Presented by The Finger Players as their very first musical, ITSY – The Musical is written and directed by Chong Tze Chien. All music pieces are composed, arranged and performed by Darren Ng.
ITSY – The Musical captures the journey of Itsy Bitsy spider sending out his eight-legged army to overthrow the nursery rhyme kingdom. While trying to win this war, Three Blind Mice, Jack and Jill as well as Humpty Dumpty bumped into a grandfather looking for his grandson. As the war and search eventually comes to an end, it becomes a battle that only will power and familial love can win.
The set by Wong Chee Wai facilitates puppetry and transforms as the show goes along, which really enhanced the show and storytelling. Adding to the magical effect of being in a world of dreams and nightmares with curves and chaos, the contrast of using white sheets and straight lines for reality is particularly striking and impactful.
Marrying the set with light designs by Lim Woan Wen, the distinction was clear and easy to follow. Both aspects had a big part to play in sustaining the audiences’ imagination and the atmospheric tone of every scene. The costumes by Anthony Tan and puppet designs by Ang Hui Bin, Daniel Sim, Myra Loke and Tan Beng Tian were details that put everything together in the grand scheme of things beautifully.
The cast and ensemble shared good moments on stage, though the level of energy was not sustained from beginning to the end. There were also some slight inconsistencies in acting choices, such as puppet-like movement that came and went. It was also unfortunate that some text were drowned out during dialogues and songs because of technical issues and sound levels the night we caught the show.
For the ensemble, they were a joy to watch on stage. Consisting of Ivan Choong, Yazid Jalil, Rachel Tay, Juni Goh, Kyongsu Kathy Han, Jo Kwek, Tan Beng Tian and Myra Loke, they had great rhythm for humour and manipulation of their spider headgear. Their choreography was always clear and precise, bringing out the puppetry aspect of the entire musical.
Frances Lee impressed us with her character Twinkle Little Star. With her clear resonating voice, impeccable comic timing and infectious energy on stage, she carried every scene she was in well. Her presence was strong and we could feel that she was really having fun on stage; in turn, so did we. Oliver Chong also left an impression on us as Xavier with his controlled movements and his physical transformation throughout the play.

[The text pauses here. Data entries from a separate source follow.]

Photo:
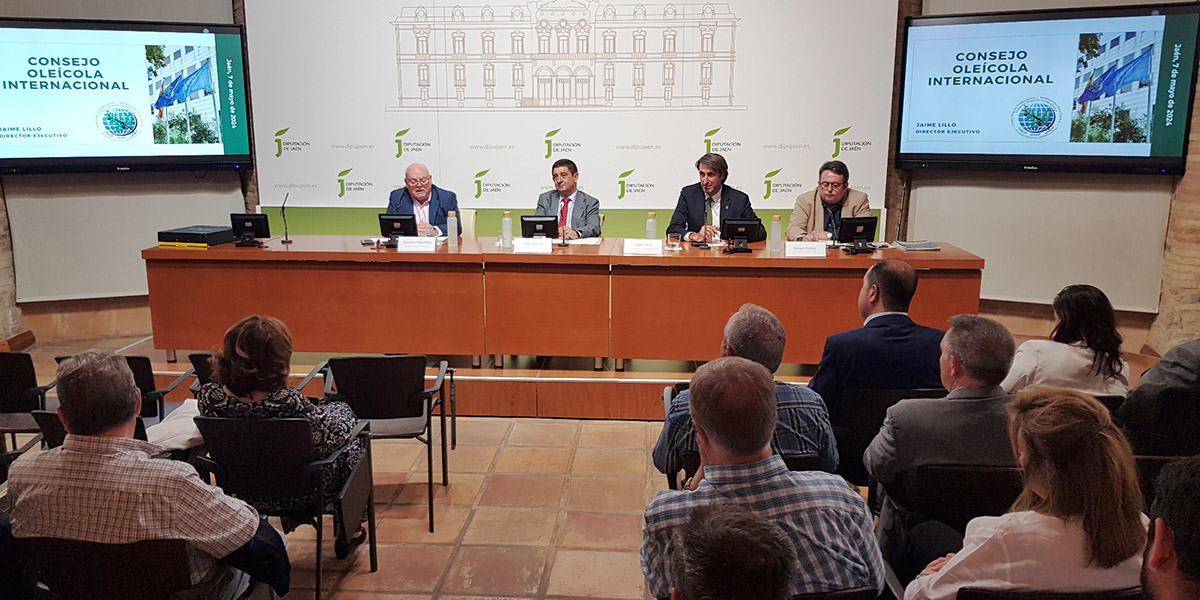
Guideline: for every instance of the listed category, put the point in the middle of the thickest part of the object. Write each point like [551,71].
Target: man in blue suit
[703,205]
[429,202]
[889,351]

As a whole, ITSY – The Musical has a lot of potential with all aspects well thought out and worked at. Perhaps clearer direction or building even more to the climax might help raise the stakes over the course of the story to further engage the audience. Still, it is a good attempt at putting up a musical and it will only get better with time.
Edit on 28th March:
We caught another show and with the technical difficulties fixed, the show is much smoother and there is more clarity to the story-telling. The sound levels have been adjusted – the music and songs can be heard with ease. The cast and ensemble are working well together, with more puppetry elements done. This later show is a better depiction of the story-telling, and this musical might just prove to get better with every run.
Originally written for Popspoken.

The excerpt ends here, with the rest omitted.